Chamberlin Jordan H, Schaefferkoetter Joshua, Hamill James, Kabakus Ismail M, Horn Kevin P, O'Doherty Jim, Elojeimy Saeed
Department of Radiology, Medical University of South Carolina, Charleston, South Carolina, USA.
Siemens Medical Solutions USA, Inc., 810 Innovation Drive, Knoxville, Tennessee 37932, USA.
Acad Radiol. 2025 Feb;32(2):1015-1025. doi: 10.1016/j.acra.2024.09.044. Epub 2024 Oct 28.
Misregistration artifacts between the PET and attenuation correction CT (CTAC) exams can degrade image quality and cause diagnostic errors. Deep learning (DL)-warped elastic registration methods have been proposed to improve misregistration errors.
30 patients undergoing routine oncologic examination (20 F-FDG PET/CT and 10 Cu-DOTATATE PET/CT) were retrospectively identified and compared using unmodified CTAC, and a DL-augmented spatial transformation CT attenuation map. Primary endpoints included differences in subjective image quality and standardized uptake values (SUV). Exams were randomized to reduce reader bias, and three radiologists rated image quality across six anatomic sites using a modified Likert scale. Measures of local bias and lesion SUV were also quantitatively evaluated.
The DL attenuation correction methods were associated with higher image quality and reduced misregistration artifacts (Mean F-FDG quality rating=3.5-3.8 for DL vs 3.2-3.5 for standard reconstruction (STD); Mean Cu-DOTATATE quality rating= 3.2-3.4 for DL vs 2.1-3.3; P < 0.05 for STD, for all except Cu-DOTATATE inferior spleen). Percent change in superior liver SUV for F-FDG and Cu-DOTATATE were 5.3 ± 4.9 and 8.2 ± 4.1%, respectively. Measures of signal-to-noise ratio were significantly improved for the DL over STD (Hepatopulmonary index (HPI) [F-FDG] = 4.5 ± 1.2 vs 4.0 ± 1.1, P < 0.001; HPI [Cu-DOTATATE] = 16.4 ± 16.9 vs 12.5 ± 5.5, P = 0.039).

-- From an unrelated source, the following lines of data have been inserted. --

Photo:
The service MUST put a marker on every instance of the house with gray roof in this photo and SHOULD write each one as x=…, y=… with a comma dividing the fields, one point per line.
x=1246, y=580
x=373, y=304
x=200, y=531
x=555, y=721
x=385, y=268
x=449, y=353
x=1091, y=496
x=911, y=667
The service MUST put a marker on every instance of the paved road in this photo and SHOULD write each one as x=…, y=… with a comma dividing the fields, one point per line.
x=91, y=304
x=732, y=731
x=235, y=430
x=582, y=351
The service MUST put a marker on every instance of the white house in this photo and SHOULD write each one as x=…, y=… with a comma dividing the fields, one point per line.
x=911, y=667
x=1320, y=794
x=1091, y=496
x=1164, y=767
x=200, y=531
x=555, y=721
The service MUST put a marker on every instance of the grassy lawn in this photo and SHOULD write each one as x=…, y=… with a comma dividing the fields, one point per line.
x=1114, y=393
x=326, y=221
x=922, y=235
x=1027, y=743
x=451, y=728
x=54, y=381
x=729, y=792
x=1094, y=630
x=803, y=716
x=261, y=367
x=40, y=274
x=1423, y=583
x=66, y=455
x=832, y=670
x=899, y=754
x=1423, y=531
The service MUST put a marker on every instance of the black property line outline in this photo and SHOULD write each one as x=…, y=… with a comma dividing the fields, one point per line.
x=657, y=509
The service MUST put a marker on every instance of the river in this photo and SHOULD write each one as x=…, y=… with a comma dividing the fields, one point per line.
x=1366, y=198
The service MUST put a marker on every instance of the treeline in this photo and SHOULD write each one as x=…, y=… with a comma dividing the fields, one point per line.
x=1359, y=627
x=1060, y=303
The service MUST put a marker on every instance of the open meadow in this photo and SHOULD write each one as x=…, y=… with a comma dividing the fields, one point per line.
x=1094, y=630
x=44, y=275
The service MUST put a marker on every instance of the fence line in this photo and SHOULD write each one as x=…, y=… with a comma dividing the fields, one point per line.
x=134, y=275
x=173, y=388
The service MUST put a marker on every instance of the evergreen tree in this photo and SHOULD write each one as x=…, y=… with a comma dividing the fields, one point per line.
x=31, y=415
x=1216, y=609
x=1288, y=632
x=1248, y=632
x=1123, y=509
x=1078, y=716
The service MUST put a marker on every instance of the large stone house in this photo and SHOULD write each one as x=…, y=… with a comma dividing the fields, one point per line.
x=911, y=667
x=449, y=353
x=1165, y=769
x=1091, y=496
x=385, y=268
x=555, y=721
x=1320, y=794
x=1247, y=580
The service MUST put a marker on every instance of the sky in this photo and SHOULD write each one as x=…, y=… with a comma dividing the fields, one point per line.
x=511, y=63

Deep learning elastic registration for CT attenuation correction maps on routine oncology PET/CT decreases misregistration artifacts, with a greater impact on PET scans with longer acquisition times.
PET与衰减校正CT(CTAC)检查之间的配准错误伪影会降低图像质量并导致诊断错误。已提出深度学习(DL)扭曲弹性配准方法来改善配准错误。
回顾性纳入30例行常规肿瘤检查的患者(20例F-FDG PET/CT和10例Cu-DOTATATE PET/CT),并使用未修改的CTAC以及DL增强的空间变换CT衰减图进行比较。主要终点包括主观图像质量和标准化摄取值(SUV)的差异。检查进行随机分组以减少阅片者偏倚,三位放射科医生使用改良的李克特量表对六个解剖部位的图像质量进行评分。还对局部偏倚和病变SUV的测量值进行了定量评估。
DL衰减校正方法与更高的图像质量和减少的配准错误伪影相关(F-FDG的DL平均质量评分为3.5 - 3.8,而标准重建(STD)为3.2 - 3.5;Cu-DOTATATE的DL平均质量评分为3.2 - 3.4,而STD为2.1 - 3.3;除Cu-DOTATATE脾脏较差外,所有STD的P均<0.05)。F-FDG和Cu-DOTATATE肝脏上部SUV的百分比变化分别为5.3±4.9和8.2±4.1%。DL的信噪比测量值比STD有显著改善(肝肺指数(HPI)[F-FDG] = 4.5±1.2对4.0±1.1,P<0.001;HPI[Cu-DOTATATE] = 16.4±16.9对12.5±5.5,P = 0.039)。
常规肿瘤PET/CT上用于CT衰减校正图的深度学习弹性配准可减少配准错误伪影,对采集时间较长的PET扫描影响更大。